Let 5 digit numbers be constructed using the digits $0, 2, 3, 4, 7, 9$ with repetition allowed, and are arranged in ascending order with serial numbers. Then the serial number of the number 42923 is $\underline{\hspace{1cm}}$.

The number of permutations, of the digits $1, 2, 3, \ldots, 7$ without repetition, which neither contain the string 153 nor the string 2467, is $\_\_\_\_$.

Number of 4-digit numbers that are less than or equal to 2800 and either divisible by 3 or by 11, is equal to $\underline{\hspace{1cm}}$.

Number of ways of arranging 8 identical books into 4 identical shelves where any number of shelves may remain empty is equal to
(1) 18
(2) 16
(3) 12
(4) 15

60 words can be made using all the letters of the word BHBJO, with or without meaning. If these words are written as in a dictionary, then the $50 ^ { \text {th} }$ word is :
(1) JBBOH
(2) OBBJH
(3) OBBHJ
(4) HBBJO

If all the words with or without meaning made using all the letters of the word "NAGPUR" are arranged as in a dictionary, then the word at $315 ^ { \text {th} }$ position in this arrangement is:
(1) NRAGUP
(2) NRAPUG
(3) NRAPGU
(4) NRAGPU

Let $[ t ]$ be the greatest integer less than or equal to $t$. Let $A$ be the set of all prime factors of 2310 and $f : A \rightarrow \mathbb { Z }$ be the function $f ( x ) = \left[ \log _ { 2 } \left( x ^ { 2 } + \left[ \frac { x ^ { 3 } } { 5 } \right] \right) \right]$. The number of one-to-one functions from $A$ to the range of $f$ is
(1) 25
(2) 24
(3) 20
(4) 120

The number of 3-digit numbers, formed using the digits $2,3,4,5$ and 7, when the repetition of digits is not allowed, and which are not divisible by 3, is equal to $\_\_\_\_$

All the letters of the word $G T W E N T Y$ are written in all possible ways with or without meaning and these words are written as in a dictionary. The serial number of the word $G T W E N T Y$ IS

Let $A = \{ ( x , y ) : 2 x + 3 y = 23 , x , y \in \mathbb { N } \}$ and $B = \{ x : ( x , y ) \in A \}$. Then the number of one-one functions from $A$ to $B$ is equal to $\_\_\_\_$

In a group of 3 girls and 4 boys, there are two boys $B _ { 1 }$ and $B _ { 2 }$. The number of ways, in which these girls and boys can stand in a queue such that all the girls stand together, all the boys stand together, but $B _ { 1 }$ and $B _ { 2 }$ are not adjacent to each other, is :
(1) 96
(2) 144
(3) 120
(4) 72

Let S be the set of all the words that can be formed by arranging all the letters of the word GARDEN. From the set S, one word is selected at random.
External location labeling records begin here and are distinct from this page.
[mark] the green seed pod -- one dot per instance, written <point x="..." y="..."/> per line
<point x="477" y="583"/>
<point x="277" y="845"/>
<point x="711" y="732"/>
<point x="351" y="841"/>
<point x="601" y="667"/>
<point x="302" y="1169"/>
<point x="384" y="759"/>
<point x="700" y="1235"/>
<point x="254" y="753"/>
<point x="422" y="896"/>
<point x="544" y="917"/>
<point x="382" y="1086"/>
The probability that the selected word will NOT have vowels in alphabetical order is :
(1) $\frac { 1 } { 2 }$
(2) $\frac { 1 } { 4 }$
(3) $\frac { 2 } { 3 }$
(4) $\frac { 1 } { 3 }$

Let P be the set of seven digit numbers with sum of their digits equal to 11. If the numbers in P are formed by using the digits 1, 2 and 3 only, then the number of elements in the set $P$ is:
(1) 173
(2) 164
(3) 158
(4) 161

If all the words with or without meaning made using all the letters of the word ``KANPUR'' are arranged as in a dictionary, then the word at $440 ^ { \text {th} }$ position in this arrangement, is :
(1) PRNAUK
(2) PRKANU
(3) PRKAUN
(4) PRNAKU